The instrument steps from the resting potential (usually OCP) to E_DC and holds it there for the configured duration. The current jumps to a large initial value and then decays as the analyte at the electrode surface is consumed faster than diffusion can replace it. Under mass-transport limitation the decay follows the Cottrell equation, with current proportional to 1/√t. The early portion is dominated by capacitive charging of the double layer; the late portion approaches a small steady-state value set by diffusion.

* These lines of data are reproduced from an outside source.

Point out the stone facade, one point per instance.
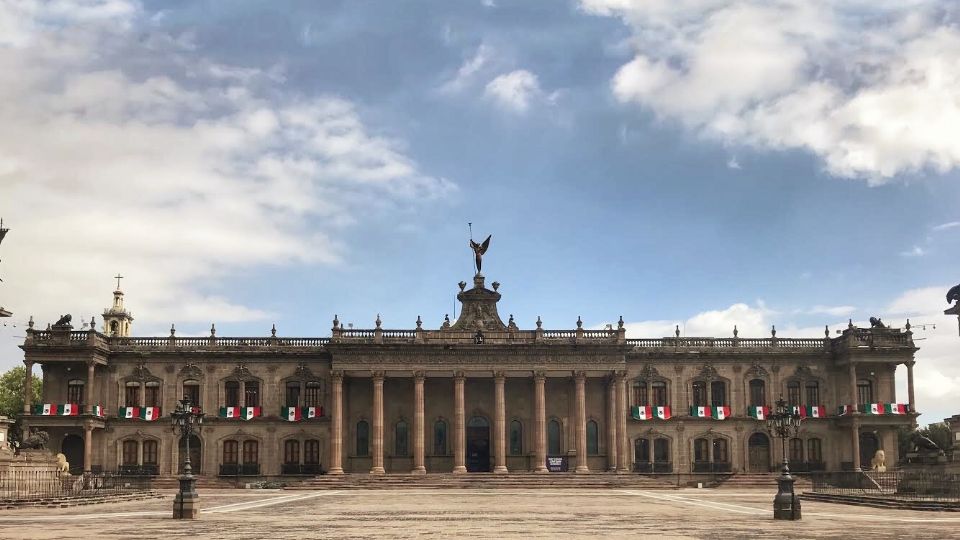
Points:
(474, 395)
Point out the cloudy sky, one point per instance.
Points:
(692, 162)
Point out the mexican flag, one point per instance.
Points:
(290, 414)
(642, 412)
(816, 411)
(68, 409)
(758, 412)
(312, 412)
(720, 413)
(229, 412)
(701, 412)
(896, 408)
(150, 413)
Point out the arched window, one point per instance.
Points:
(699, 394)
(291, 452)
(440, 438)
(516, 438)
(150, 453)
(400, 439)
(363, 438)
(793, 393)
(554, 447)
(191, 391)
(758, 393)
(813, 393)
(661, 450)
(593, 438)
(130, 450)
(75, 391)
(701, 450)
(231, 452)
(718, 393)
(864, 392)
(231, 390)
(313, 396)
(720, 451)
(131, 394)
(293, 394)
(152, 394)
(796, 450)
(659, 391)
(251, 394)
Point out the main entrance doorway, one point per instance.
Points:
(759, 453)
(478, 445)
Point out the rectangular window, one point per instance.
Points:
(718, 393)
(152, 395)
(293, 394)
(312, 397)
(251, 394)
(131, 395)
(699, 394)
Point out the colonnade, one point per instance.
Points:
(618, 452)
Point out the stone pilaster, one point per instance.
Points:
(336, 424)
(377, 423)
(418, 465)
(540, 421)
(499, 424)
(612, 424)
(459, 429)
(580, 379)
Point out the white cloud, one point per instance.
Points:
(868, 87)
(516, 91)
(179, 175)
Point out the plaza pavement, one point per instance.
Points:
(487, 513)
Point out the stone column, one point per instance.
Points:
(28, 387)
(612, 424)
(540, 421)
(855, 434)
(91, 390)
(418, 467)
(87, 446)
(580, 379)
(459, 429)
(336, 423)
(499, 423)
(623, 442)
(377, 423)
(910, 395)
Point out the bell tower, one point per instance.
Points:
(117, 321)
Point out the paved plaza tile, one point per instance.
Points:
(458, 513)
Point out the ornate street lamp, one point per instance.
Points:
(783, 423)
(186, 421)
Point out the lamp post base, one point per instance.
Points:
(186, 505)
(786, 505)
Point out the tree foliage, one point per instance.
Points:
(11, 391)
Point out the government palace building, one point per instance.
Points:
(474, 395)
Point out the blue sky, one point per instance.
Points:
(695, 162)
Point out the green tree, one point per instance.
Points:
(11, 391)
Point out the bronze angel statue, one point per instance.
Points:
(479, 250)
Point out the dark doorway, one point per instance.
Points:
(196, 451)
(478, 445)
(72, 448)
(759, 453)
(868, 447)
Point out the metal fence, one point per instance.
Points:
(27, 485)
(894, 485)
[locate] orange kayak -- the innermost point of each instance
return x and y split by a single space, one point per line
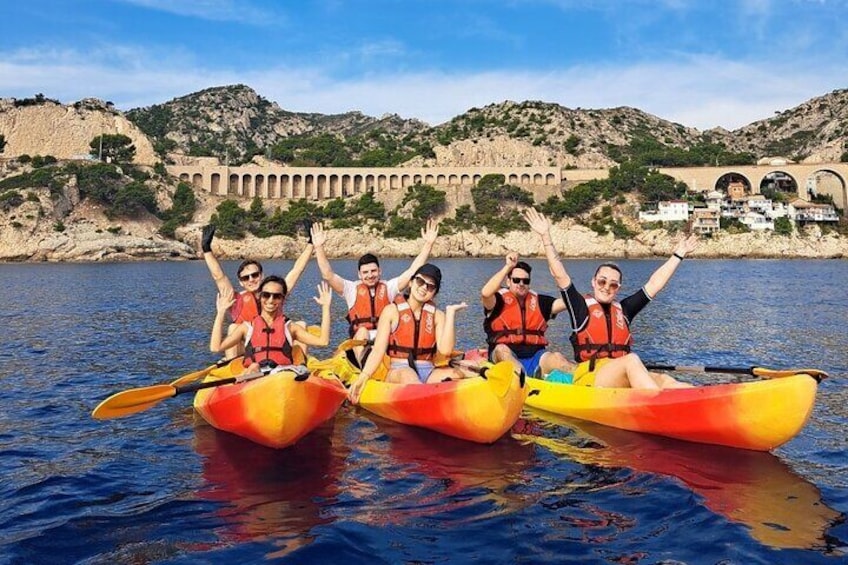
275 410
475 409
758 415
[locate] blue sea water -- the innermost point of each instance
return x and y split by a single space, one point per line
161 486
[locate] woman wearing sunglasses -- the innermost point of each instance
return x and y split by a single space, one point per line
601 323
245 305
269 337
411 331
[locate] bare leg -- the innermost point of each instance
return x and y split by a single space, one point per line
623 372
403 376
554 360
504 353
667 381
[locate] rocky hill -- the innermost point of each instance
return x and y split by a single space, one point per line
40 126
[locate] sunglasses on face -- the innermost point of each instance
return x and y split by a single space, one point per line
431 287
271 295
248 276
612 285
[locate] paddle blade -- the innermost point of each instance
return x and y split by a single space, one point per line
132 401
500 376
780 373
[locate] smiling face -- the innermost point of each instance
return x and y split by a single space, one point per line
271 297
250 276
423 288
369 274
606 283
518 282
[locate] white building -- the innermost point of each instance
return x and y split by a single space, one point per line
670 211
757 222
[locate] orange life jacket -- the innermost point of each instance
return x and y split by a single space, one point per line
517 323
603 336
413 339
366 310
269 343
249 307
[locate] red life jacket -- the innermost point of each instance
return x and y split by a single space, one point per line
367 308
269 343
413 339
603 336
249 308
517 322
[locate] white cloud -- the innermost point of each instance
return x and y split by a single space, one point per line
700 92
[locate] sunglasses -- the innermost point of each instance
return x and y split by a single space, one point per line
271 295
612 285
431 287
248 276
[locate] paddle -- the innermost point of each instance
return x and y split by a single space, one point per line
197 375
139 399
754 371
500 375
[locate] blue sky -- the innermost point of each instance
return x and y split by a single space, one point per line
700 63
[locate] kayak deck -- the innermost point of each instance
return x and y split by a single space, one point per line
757 415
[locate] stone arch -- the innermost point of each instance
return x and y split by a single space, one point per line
827 181
780 181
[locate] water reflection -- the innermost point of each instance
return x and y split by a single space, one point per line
780 508
423 473
270 495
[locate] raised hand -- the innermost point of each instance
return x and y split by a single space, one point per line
206 238
225 300
687 245
430 231
316 234
325 297
537 221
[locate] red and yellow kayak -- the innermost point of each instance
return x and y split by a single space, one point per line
475 409
757 415
275 410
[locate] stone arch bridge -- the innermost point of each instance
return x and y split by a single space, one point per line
279 182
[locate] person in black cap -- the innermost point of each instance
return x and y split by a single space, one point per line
367 297
411 331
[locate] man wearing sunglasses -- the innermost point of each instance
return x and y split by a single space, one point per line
601 324
516 320
367 297
249 273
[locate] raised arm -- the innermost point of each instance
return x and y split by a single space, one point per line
221 281
299 266
542 226
446 339
378 351
301 334
222 305
663 274
428 234
319 238
490 289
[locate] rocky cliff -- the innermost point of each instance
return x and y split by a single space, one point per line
65 131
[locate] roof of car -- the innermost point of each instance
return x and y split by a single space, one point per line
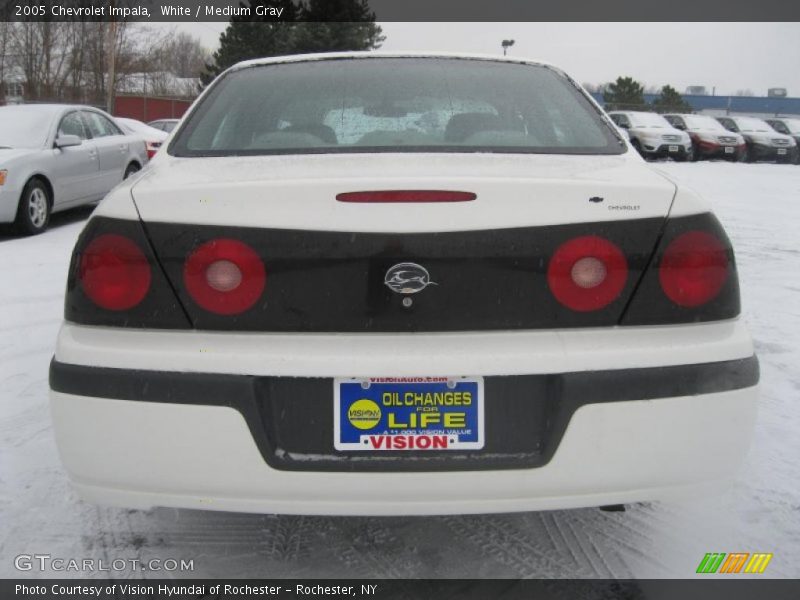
373 54
50 108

Potential step and the resulting Cottrell-style current decay

Parameters

Amperometry parameters panel

E_DC (V)

What

The constant potential the electrode is held at during the run. Sets which redox process is being driven.

Typical value

A value at which the desired process runs under mass-transport limitation: well past the half-wave potential of the analyte, but before any interfering process or solvent breakdown sets in.

When to change

Move E_DC to switch to a different redox process, to step out of mass-transport limitation, or to probe the electrode at a specific bias for surface-state studies.

t run (s)

What

Total duration of the step. Sets how much of the transient is captured.

Typical value

A few seconds for fast diffusion studies or detection-limit work; tens of seconds to minutes for plating, surface-coverage measurements, or steady-state amperometry.

When to change

Lengthen for systems that take time to reach steady state. Keep short when the early transient carries the information.

t interval (s)

What

Time between recorded samples; the inverse of the sampling rate. Studio writes one data point per interval.

Typical value

A few milliseconds at the start (so the fast transient is well- resolved), or a more relaxed value if you only care about the steady-state value.

When to change

Decrease to capture fast transients faithfully. Increase to keep file sizes small for long runs where only the late behaviour matters.

Current Range

What

Full-scale current the front-end is configured to measure. The early Cottrell transient can be much larger than the steady-state value, so the choice of range matters.

Typical value

Pick a range that comfortably covers the expected initial peak current. The steady-state will then sit near the bottom of that range.

When to change

Step up if the initial transient saturates. Step down if even the early peak comes in well under half full-scale.

Wait time (s)

What

Pause at the resting potential before the step is applied. Lets the cell settle before the measurement starts.

Typical value

A few seconds for stable systems. Longer when fresh electrodes need real equilibration.

When to change

Raise it if the first portion of the trace is contaminated by an unsettled cell. Drop to 0 when the cell is already at steady state.

Demo mode (checkbox)

What

Runs a synthesised current trace instead of measuring the cell. Useful for training, screen recordings, or testing the rest of the data path without a real instrument or sample. The Amplitude field below sets the size of the simulated signal.

Typical value

Off for any real measurement.

When to change

Turn on for demos and walkthroughs. Always off for analytical work.

Amplitude (V)

What

Amplitude of the synthesised waveform produced when Demo mode is on. Greyed out and ignored when Demo mode is off.

Typical value

0.5 V. Pick whatever makes the demo trace easy to read on the plot.

When to change

Only matters in Demo mode. Adjust to taste.

Running it

  1. Connect the cell. See cell & electrode setup.
  2. Pick amperometry from the Method Setup dropdown and fill in the parameters.
  3. Press the play button at the top-left of Studio. The Amperogram tab opens automatically and the trace draws live.
  4. When the run finishes, the experiment appears in the right sidebar.

Reading the result

An amperometric trace typically falls from a large initial current to a smaller steady-state value as diffusion limits the current. The shape of the early transient reports on capacitive charging, the late portion on the steady-state diffusion regime.

For closer inspection of a specific region of the transient, use the marquee zoom in the plot toolbar. To compare multiple runs, leave them all visible in the right sidebar.